Faculty and students are invited to present proposals on topics ranging from energy regulation to
the rhetoric of the energy debate to successful business models for emerging energy companies.
As the Center matures, it may also be able to support national competition for these research
Certificate Programs and Public Education
The CEPM will survey local businesses and business professionals to assess the need and
preferred structure for a post-baccalaureate program in Energy Management and/or Energy
Policy with courses such as Energy Finance, Energy Economics and Environmental & Energy
Regulation. We anticipate that programs would be designed to be taught to professionals in the
energy business, legal profession, and those seeking entry into these fields. In addition, through
its connections with Science Matters, the Center may develop energy-related curricula for K-12
Once the Center has amassed sufficient information it will produce white papers, conference
proceedings, and other documents relating to energy policy and energy management. These
publications will create a permanent record of the Center's activities and allow us to disseminate
the results of our deliberations more widely.
As the Center develops, new ways to fulfill its mission will undoubtedly be identified,
particularly ones involving collaborative relationships with other centers, colleges/universities,
NGOs, industry groups, and government agencies.

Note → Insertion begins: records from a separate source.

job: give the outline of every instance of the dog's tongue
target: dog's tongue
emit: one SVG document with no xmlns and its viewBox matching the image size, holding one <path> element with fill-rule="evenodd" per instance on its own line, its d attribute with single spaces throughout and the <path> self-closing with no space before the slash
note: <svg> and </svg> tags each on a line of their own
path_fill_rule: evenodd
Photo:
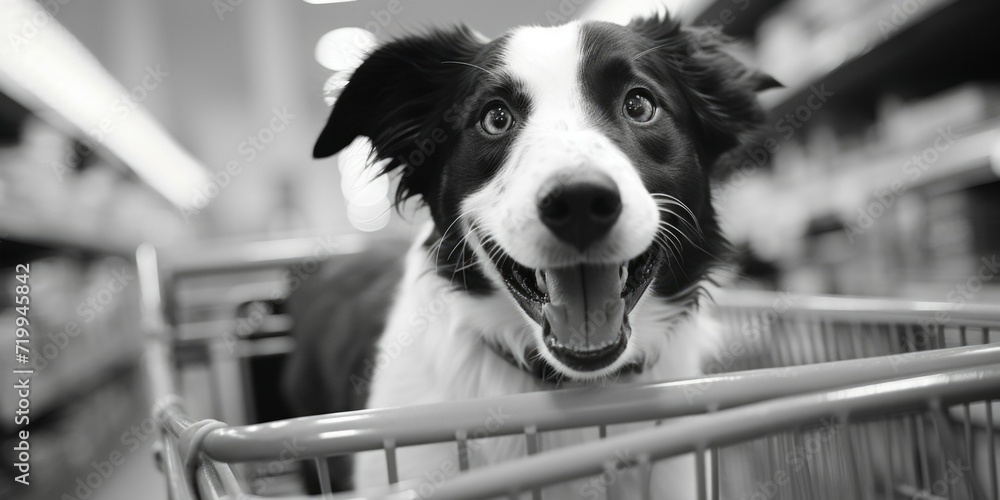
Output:
<svg viewBox="0 0 1000 500">
<path fill-rule="evenodd" d="M 596 349 L 618 340 L 625 317 L 620 265 L 579 265 L 545 271 L 545 319 L 560 344 Z"/>
</svg>

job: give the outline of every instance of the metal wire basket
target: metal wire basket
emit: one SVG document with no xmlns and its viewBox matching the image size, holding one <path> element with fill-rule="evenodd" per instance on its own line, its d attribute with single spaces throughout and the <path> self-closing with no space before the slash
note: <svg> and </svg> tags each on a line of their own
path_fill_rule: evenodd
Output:
<svg viewBox="0 0 1000 500">
<path fill-rule="evenodd" d="M 171 499 L 261 498 L 236 464 L 315 460 L 328 478 L 325 457 L 372 450 L 385 455 L 390 487 L 333 495 L 325 481 L 324 496 L 547 498 L 554 484 L 593 476 L 599 485 L 622 469 L 648 478 L 653 463 L 693 454 L 698 498 L 998 499 L 997 307 L 728 292 L 714 306 L 728 335 L 697 379 L 228 426 L 192 418 L 174 395 L 167 267 L 149 247 L 137 260 Z M 274 262 L 293 260 L 286 253 Z M 508 417 L 477 434 L 497 408 Z M 661 425 L 607 432 L 645 421 Z M 541 446 L 545 433 L 583 427 L 596 430 L 593 442 Z M 522 436 L 526 456 L 470 468 L 478 439 L 505 436 Z M 400 448 L 449 442 L 456 474 L 398 481 Z"/>
</svg>

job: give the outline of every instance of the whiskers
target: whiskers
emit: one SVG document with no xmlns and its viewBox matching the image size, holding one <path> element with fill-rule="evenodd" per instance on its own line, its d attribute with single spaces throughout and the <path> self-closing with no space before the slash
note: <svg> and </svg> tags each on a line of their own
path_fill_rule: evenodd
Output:
<svg viewBox="0 0 1000 500">
<path fill-rule="evenodd" d="M 671 276 L 677 276 L 673 268 L 675 262 L 684 279 L 689 278 L 683 262 L 685 241 L 705 255 L 719 260 L 718 256 L 704 248 L 703 245 L 707 242 L 705 233 L 690 207 L 676 196 L 666 193 L 653 193 L 651 196 L 660 214 L 657 222 L 659 230 L 653 241 L 666 254 L 667 270 Z"/>
<path fill-rule="evenodd" d="M 451 283 L 454 284 L 455 278 L 459 273 L 462 273 L 462 283 L 466 289 L 468 289 L 468 281 L 466 280 L 465 271 L 476 265 L 474 252 L 469 246 L 469 237 L 476 230 L 477 223 L 473 222 L 466 228 L 463 222 L 468 215 L 468 212 L 459 214 L 441 233 L 437 241 L 427 248 L 427 260 L 433 261 L 434 264 L 433 268 L 427 272 L 434 272 L 443 276 L 450 267 Z M 465 234 L 458 241 L 453 241 L 454 237 L 458 236 L 457 232 L 463 230 Z M 442 249 L 448 250 L 448 254 L 443 259 L 441 256 Z M 457 260 L 453 260 L 456 258 Z"/>
<path fill-rule="evenodd" d="M 497 81 L 501 80 L 500 75 L 498 75 L 495 72 L 490 71 L 490 70 L 488 70 L 488 69 L 486 69 L 486 68 L 484 68 L 482 66 L 476 65 L 476 64 L 467 63 L 467 62 L 464 62 L 464 61 L 441 61 L 441 64 L 459 64 L 459 65 L 462 65 L 462 66 L 468 66 L 470 68 L 476 68 L 476 69 L 482 71 L 483 73 L 486 73 L 486 74 L 492 76 Z"/>
<path fill-rule="evenodd" d="M 654 193 L 651 196 L 653 197 L 653 201 L 656 202 L 656 209 L 661 215 L 658 223 L 660 232 L 666 235 L 669 241 L 674 243 L 674 248 L 678 253 L 681 253 L 682 246 L 680 238 L 684 238 L 689 244 L 691 244 L 692 247 L 703 252 L 705 255 L 708 255 L 716 260 L 719 259 L 719 256 L 709 252 L 701 244 L 699 244 L 707 241 L 705 233 L 701 228 L 701 224 L 698 222 L 698 218 L 695 217 L 694 212 L 684 202 L 679 200 L 676 196 L 664 193 Z M 678 213 L 671 207 L 680 208 L 681 213 Z M 679 221 L 681 227 L 672 224 L 669 221 L 671 218 Z M 692 239 L 688 233 L 693 233 L 698 241 L 696 242 Z"/>
</svg>

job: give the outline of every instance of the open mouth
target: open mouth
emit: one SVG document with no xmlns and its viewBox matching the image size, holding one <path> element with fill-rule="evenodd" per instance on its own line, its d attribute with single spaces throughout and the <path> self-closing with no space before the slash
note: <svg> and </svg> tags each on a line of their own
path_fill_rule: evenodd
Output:
<svg viewBox="0 0 1000 500">
<path fill-rule="evenodd" d="M 660 264 L 655 246 L 628 262 L 551 269 L 530 269 L 502 251 L 487 251 L 518 305 L 542 326 L 545 347 L 582 372 L 605 368 L 625 352 L 628 314 Z"/>
</svg>

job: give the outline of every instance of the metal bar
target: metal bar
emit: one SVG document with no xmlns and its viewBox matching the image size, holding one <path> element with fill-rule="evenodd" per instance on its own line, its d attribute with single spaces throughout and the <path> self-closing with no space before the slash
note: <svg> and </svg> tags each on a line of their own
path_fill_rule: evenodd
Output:
<svg viewBox="0 0 1000 500">
<path fill-rule="evenodd" d="M 694 471 L 695 480 L 698 481 L 697 492 L 698 500 L 707 500 L 707 472 L 705 471 L 705 448 L 699 446 L 694 452 Z"/>
<path fill-rule="evenodd" d="M 246 403 L 243 400 L 243 374 L 241 361 L 230 342 L 215 342 L 208 346 L 209 374 L 214 389 L 213 406 L 219 419 L 231 424 L 247 422 Z"/>
<path fill-rule="evenodd" d="M 195 495 L 191 491 L 187 468 L 177 450 L 177 443 L 173 437 L 166 433 L 161 434 L 160 440 L 163 443 L 163 475 L 167 479 L 167 498 L 170 500 L 193 500 Z"/>
<path fill-rule="evenodd" d="M 528 427 L 525 427 L 524 440 L 529 456 L 538 453 L 538 427 L 535 427 L 534 425 L 529 425 Z M 541 488 L 531 489 L 531 499 L 542 500 Z"/>
<path fill-rule="evenodd" d="M 204 460 L 204 462 L 211 462 L 211 460 Z M 212 463 L 212 465 L 222 483 L 223 491 L 226 492 L 226 498 L 238 498 L 242 494 L 242 489 L 240 482 L 236 479 L 236 474 L 233 474 L 233 469 L 226 463 Z"/>
<path fill-rule="evenodd" d="M 909 481 L 909 483 L 914 488 L 916 488 L 917 487 L 917 471 L 916 471 L 916 468 L 913 465 L 914 456 L 916 455 L 916 453 L 914 453 L 914 450 L 913 450 L 913 433 L 914 433 L 914 431 L 913 431 L 913 415 L 906 415 L 905 417 L 903 417 L 903 436 L 905 436 L 905 437 L 904 437 L 904 439 L 900 440 L 902 442 L 902 444 L 906 447 L 906 451 L 905 451 L 906 455 L 905 456 L 907 457 L 907 459 L 906 459 L 905 462 L 903 462 L 903 465 L 906 468 L 907 481 Z"/>
<path fill-rule="evenodd" d="M 719 500 L 719 454 L 722 453 L 721 448 L 712 448 L 712 500 Z"/>
<path fill-rule="evenodd" d="M 166 259 L 166 268 L 175 277 L 246 271 L 297 264 L 304 259 L 319 258 L 317 253 L 324 258 L 350 255 L 382 244 L 406 247 L 410 242 L 395 236 L 341 234 L 240 244 L 207 244 L 171 253 Z"/>
<path fill-rule="evenodd" d="M 793 430 L 791 432 L 791 434 L 792 434 L 792 450 L 793 450 L 793 453 L 795 453 L 794 450 L 805 449 L 805 439 L 802 436 L 801 429 L 795 429 L 795 430 Z M 799 448 L 799 446 L 800 446 L 799 442 L 800 441 L 802 442 L 801 448 Z M 793 456 L 795 456 L 795 455 L 793 455 Z M 803 464 L 803 469 L 804 469 L 804 472 L 805 472 L 804 475 L 806 476 L 806 478 L 812 477 L 812 468 L 813 468 L 813 465 L 810 462 L 811 462 L 810 460 L 804 460 L 804 461 L 801 462 Z M 795 498 L 797 498 L 797 499 L 798 498 L 816 498 L 818 495 L 815 494 L 815 493 L 813 493 L 813 491 L 812 491 L 813 483 L 810 482 L 810 481 L 807 481 L 807 480 L 803 479 L 802 478 L 802 476 L 803 476 L 802 472 L 803 471 L 800 470 L 798 474 L 795 474 L 793 476 L 795 478 L 795 484 L 799 487 L 798 491 L 796 491 Z"/>
<path fill-rule="evenodd" d="M 333 485 L 330 484 L 330 464 L 326 457 L 316 457 L 316 473 L 319 474 L 319 490 L 323 493 L 323 498 L 333 494 Z"/>
<path fill-rule="evenodd" d="M 993 500 L 1000 500 L 1000 484 L 997 483 L 997 442 L 994 438 L 993 427 L 996 423 L 993 421 L 993 401 L 986 400 L 986 443 L 987 443 L 987 453 L 989 457 L 989 469 L 990 469 L 990 491 L 993 495 Z"/>
<path fill-rule="evenodd" d="M 455 431 L 455 443 L 458 446 L 458 470 L 469 470 L 469 433 L 465 430 Z"/>
<path fill-rule="evenodd" d="M 847 453 L 844 454 L 844 458 L 847 460 L 847 464 L 845 465 L 854 474 L 851 485 L 854 487 L 854 498 L 860 500 L 864 498 L 864 494 L 861 492 L 863 478 L 861 476 L 861 469 L 858 466 L 858 454 L 854 445 L 854 428 L 851 426 L 851 421 L 847 415 L 841 415 L 837 420 L 847 433 L 847 436 L 844 438 L 844 442 L 847 443 Z"/>
<path fill-rule="evenodd" d="M 214 469 L 214 463 L 204 461 L 195 471 L 195 480 L 198 484 L 198 498 L 200 500 L 224 500 L 226 495 L 222 480 Z"/>
<path fill-rule="evenodd" d="M 229 500 L 243 497 L 239 481 L 236 480 L 236 475 L 228 464 L 215 462 L 202 455 L 195 477 L 201 500 Z"/>
<path fill-rule="evenodd" d="M 385 448 L 385 468 L 389 473 L 389 484 L 396 484 L 399 481 L 399 471 L 396 469 L 396 442 L 392 439 L 382 441 Z"/>
<path fill-rule="evenodd" d="M 672 425 L 630 432 L 605 440 L 559 448 L 544 454 L 476 470 L 444 483 L 438 499 L 482 498 L 510 488 L 530 488 L 602 472 L 615 450 L 649 453 L 652 460 L 695 451 L 701 443 L 722 445 L 781 431 L 830 415 L 855 419 L 888 411 L 926 409 L 980 400 L 1000 392 L 1000 364 L 971 370 L 883 382 L 824 393 L 806 394 L 678 419 Z M 698 443 L 698 444 L 696 444 Z"/>
<path fill-rule="evenodd" d="M 885 435 L 885 441 L 886 441 L 886 443 L 885 443 L 886 444 L 886 447 L 885 447 L 886 456 L 889 457 L 889 470 L 888 470 L 888 473 L 885 475 L 885 485 L 883 486 L 884 493 L 885 493 L 885 500 L 892 500 L 893 497 L 895 496 L 894 493 L 895 493 L 895 490 L 896 490 L 896 488 L 895 488 L 895 482 L 896 482 L 895 451 L 896 451 L 896 448 L 895 448 L 895 446 L 893 446 L 893 443 L 892 443 L 893 442 L 892 437 L 893 437 L 893 430 L 894 429 L 895 429 L 895 427 L 891 425 L 890 421 L 886 420 L 885 421 L 884 429 L 882 429 L 883 430 L 883 434 Z"/>
<path fill-rule="evenodd" d="M 275 424 L 235 426 L 211 432 L 202 450 L 225 462 L 269 460 L 288 439 L 308 448 L 302 458 L 354 453 L 382 447 L 386 437 L 398 446 L 451 441 L 454 429 L 481 425 L 490 409 L 518 408 L 493 436 L 519 434 L 525 426 L 550 431 L 608 423 L 639 422 L 703 413 L 759 400 L 817 390 L 921 375 L 1000 362 L 1000 345 L 927 351 L 820 365 L 783 368 L 781 384 L 773 370 L 754 370 L 651 385 L 566 389 L 513 396 L 452 401 L 433 405 L 361 410 L 291 419 Z"/>
<path fill-rule="evenodd" d="M 917 458 L 920 461 L 920 486 L 924 491 L 931 490 L 931 468 L 927 462 L 927 434 L 924 429 L 923 415 L 915 415 L 913 421 L 916 423 L 917 432 Z"/>
<path fill-rule="evenodd" d="M 940 401 L 933 400 L 933 399 L 931 400 L 931 404 L 930 404 L 930 410 L 931 410 L 930 414 L 931 414 L 931 417 L 934 418 L 934 421 L 937 424 L 938 428 L 939 429 L 943 429 L 942 432 L 947 432 L 948 435 L 949 435 L 949 439 L 942 440 L 942 445 L 947 447 L 947 449 L 944 451 L 944 456 L 946 457 L 946 460 L 945 460 L 945 463 L 943 464 L 943 466 L 945 468 L 944 477 L 945 477 L 945 480 L 947 480 L 948 477 L 949 477 L 948 469 L 951 467 L 951 464 L 948 463 L 951 460 L 950 457 L 956 457 L 957 458 L 961 454 L 961 452 L 959 451 L 958 447 L 956 446 L 957 441 L 955 439 L 951 439 L 950 438 L 950 436 L 951 436 L 951 434 L 953 434 L 953 432 L 951 430 L 951 424 L 950 424 L 948 418 L 944 414 L 943 408 L 944 408 L 944 405 L 942 405 Z M 961 459 L 958 459 L 958 461 L 959 461 L 959 464 L 961 465 Z M 965 464 L 965 466 L 969 467 L 969 468 L 973 468 L 974 464 L 972 462 L 967 462 Z M 967 492 L 966 492 L 967 495 L 966 496 L 968 498 L 973 499 L 973 500 L 984 499 L 984 498 L 986 498 L 986 495 L 985 495 L 985 493 L 983 491 L 981 491 L 982 488 L 981 488 L 980 484 L 978 483 L 976 476 L 977 476 L 977 473 L 974 470 L 972 471 L 972 474 L 963 475 L 963 478 L 965 479 L 965 486 L 966 486 L 966 489 L 967 489 Z"/>
<path fill-rule="evenodd" d="M 720 308 L 769 310 L 773 307 L 774 294 L 750 290 L 722 290 L 715 301 Z M 810 296 L 796 297 L 789 301 L 786 315 L 808 314 L 811 318 L 838 321 L 865 320 L 868 322 L 915 324 L 942 324 L 935 318 L 938 312 L 947 313 L 946 324 L 1000 325 L 1000 306 L 991 304 L 955 304 L 950 302 L 912 301 L 905 299 Z"/>
<path fill-rule="evenodd" d="M 645 478 L 645 480 L 639 481 L 639 487 L 641 491 L 639 492 L 639 498 L 641 500 L 653 500 L 653 463 L 649 460 L 649 455 L 641 454 L 638 456 L 639 477 Z"/>
</svg>

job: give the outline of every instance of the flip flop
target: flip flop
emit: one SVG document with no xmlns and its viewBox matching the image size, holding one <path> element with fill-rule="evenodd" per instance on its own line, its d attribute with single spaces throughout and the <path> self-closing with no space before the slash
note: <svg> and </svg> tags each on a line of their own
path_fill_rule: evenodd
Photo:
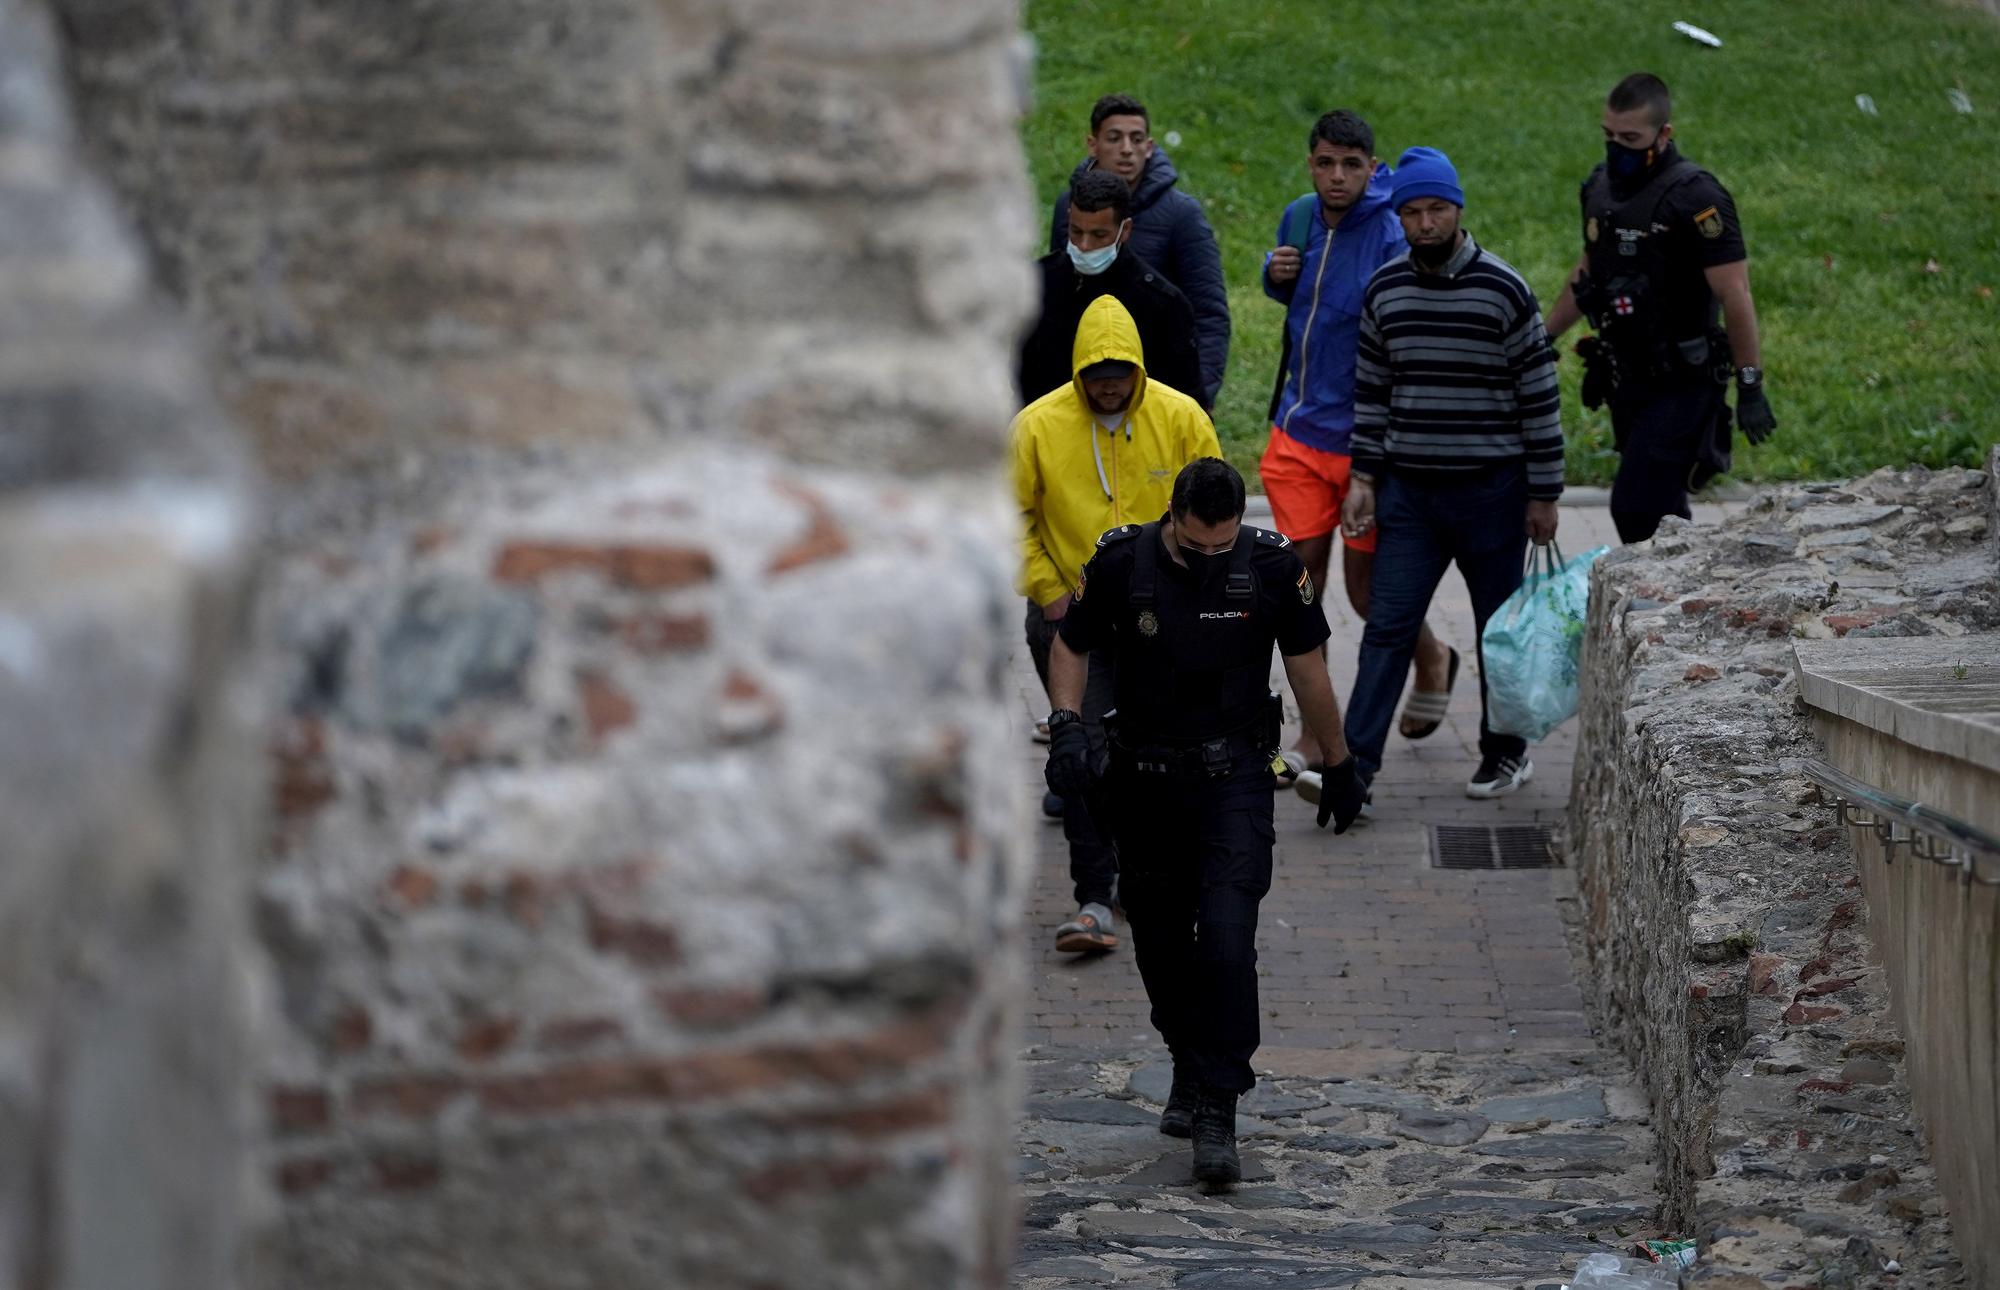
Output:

Outcomes and Measures of Success
In broad terms, the Center expects to produce the following outcomes:
• Generation of civil, constructive, and productive conversations on appropriate energy
policies for the state and the country,
• Development of clearer and more consistent state and federal energy policy,
• Availability of balanced information sources for the public, educators, and the media,
• Education on energy regulation and management through post-baccalaureate programs,
• Demonstration of how civic discourse can resolve complex, contentious issues
• Development of simultaneously environment-friendly and business-friendly policies,
• Public awareness and use of the W&J Energy Index as a benchmark for measuring
energy independence and energy security.
In all of the Center's efforts it is important to measure the quality of the information provided,
the sophistication and constructiveness of the dialogue generated, the effectiveness of actions
taken, and the perception of the Center as a place where fact-based, unbiased, and useful
dialogue can occur. Most importantly, measuring our progress must be ongoing, iterative, and
formative. The Center is embarking on a project that has few predecessors or peers. As a result,
we must constantly monitor our progress in order to be nimble in responding to society's needs
for clear policy to promote the growth of energy industries in a coordinated and thoughtful way
that secures America's energy future and mitigates impact on the environment.